Where’s Your Teacher?

In just its third day of producing a “Greater New York” section — meant to give The New York Times a run for its money — The Wall Street Journal saw it fit to feature an education story on the first page.  The article, entitled “Teacher Absences Plague City Schools,” begins thus:

“One-fifth of New York City teachers missed work for more than two weeks last school year, with absenteeism most acute in some of the poorest districts, according to a Wall Street Journal analysis.

In Brownsville, for instance, 24.4% of teachers were absent more than the 10 sick days they are allotted each year, according to city Department of Education data. In the South Bronx, it was 22.1%. By contrast, in the district containing the more affluent Upper East Side schools, 13.2% of teachers were absent more than two weeks.”

Now, I’m all for the prominent placement of education stories, and so a part of me was happy to see The Wall Street Journal make this decision. But I do have serious reservations about the story itself, not least because it provided no national context. The reader does not learn, for instance, that the average American public school teacher is absent between nine and 10 days a year. This is important information that would make the article’s opening statistic — 20 percent of New York City teachers missing more than 10 days a year — seem much less dramatic.

An Empty Classroom (photo by Ildar Sagdejev)

Interestingly, my source on teacher absenteeism is the very same person The Wall Street Journal quotes: Raegen T. Miller of the Center for American Progress.

Miller, who TAed a class of mine when we were both grad students at Harvard some years ago, is just about the only academic who does research on teacher absenteeism. His 2006 dissertation, “The Causal Impact of Teacher Absence on Student Achievement,” is a precursor to his more recent work on the subject.

And here’s another place where The Wall Street Journal article could and should have been clearer — it reports that Miller “pointed to research that has found that every 10 absences lowers math achievement by the same amount as having a teacher with one- to two-years experience instead of a teacher with three- to five-years experience,” but it fails to note that Miller is citing himself here. Hmm.

Citing oneself is, of course, a time-honored tradition in academia — but it remains troubling nonetheless. Undergraduate students of mine have asked before whether they can cite themselves, and my response is always the same: “Not if you want me to believe you!”

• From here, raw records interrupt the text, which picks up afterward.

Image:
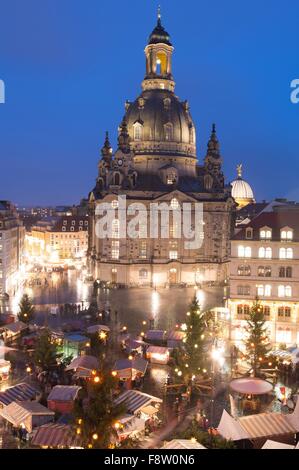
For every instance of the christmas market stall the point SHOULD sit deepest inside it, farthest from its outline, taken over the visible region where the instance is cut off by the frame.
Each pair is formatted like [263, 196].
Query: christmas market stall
[258, 428]
[4, 369]
[26, 415]
[83, 366]
[55, 436]
[142, 405]
[251, 393]
[19, 392]
[62, 397]
[131, 369]
[157, 354]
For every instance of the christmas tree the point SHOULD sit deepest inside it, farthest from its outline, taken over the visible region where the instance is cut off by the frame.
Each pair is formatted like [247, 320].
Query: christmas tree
[191, 359]
[257, 341]
[27, 311]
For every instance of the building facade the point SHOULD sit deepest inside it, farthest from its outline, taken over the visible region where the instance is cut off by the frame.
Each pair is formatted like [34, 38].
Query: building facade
[156, 162]
[12, 235]
[58, 240]
[265, 265]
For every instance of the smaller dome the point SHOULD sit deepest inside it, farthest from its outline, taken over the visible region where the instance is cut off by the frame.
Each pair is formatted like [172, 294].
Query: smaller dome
[241, 190]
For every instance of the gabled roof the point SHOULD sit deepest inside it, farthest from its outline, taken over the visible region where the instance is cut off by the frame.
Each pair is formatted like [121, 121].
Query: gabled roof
[137, 363]
[183, 444]
[64, 393]
[84, 362]
[20, 392]
[135, 400]
[55, 435]
[18, 412]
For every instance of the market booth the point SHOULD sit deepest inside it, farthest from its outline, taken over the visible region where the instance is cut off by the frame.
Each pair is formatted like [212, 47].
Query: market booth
[142, 405]
[250, 391]
[258, 428]
[157, 354]
[75, 344]
[83, 366]
[55, 436]
[19, 392]
[4, 369]
[127, 370]
[26, 414]
[62, 397]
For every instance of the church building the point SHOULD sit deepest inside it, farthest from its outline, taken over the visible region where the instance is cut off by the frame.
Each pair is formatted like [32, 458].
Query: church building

Two other bones I have to pick with this particular Wall Street Journal article:

First, where’s the punctuation at the end of the fourth paragraph?  In both the print and online editions, the period is strangely absent.  Hmm.  Looks like the paper could use a more attentive copyeditor.

Second, the article implies that teachers have it easy with regard to how many days they work compared to people in the “real” world. (Here’s the relevant paragraph:  “Teachers, whose salaries range from $45,000 to $100,000, get 10 sick days a school year, three of which may be used for personal business. Last year, there were 184 school days. In most industries, employees work about 250 days a year.”)

Again, where’s the context? Most teachers spend significant time each summer in professional development or working a second job to make ends meet, and many teachers work every Saturday and Sunday between September and June. Those not in the teaching profession love to whine about how teachers have it so easy, with work-days ending at 3 pm and summers off, but they really haven’t a clue what they’re talking about. Don’t believe me? Read “The Myth of Having Summers Off” by Heather Wolpert-Gawron, or this piece in the Minneapolis Star Tribune. Or, better still, become a teacher and see for yourself just how “easy” the job is!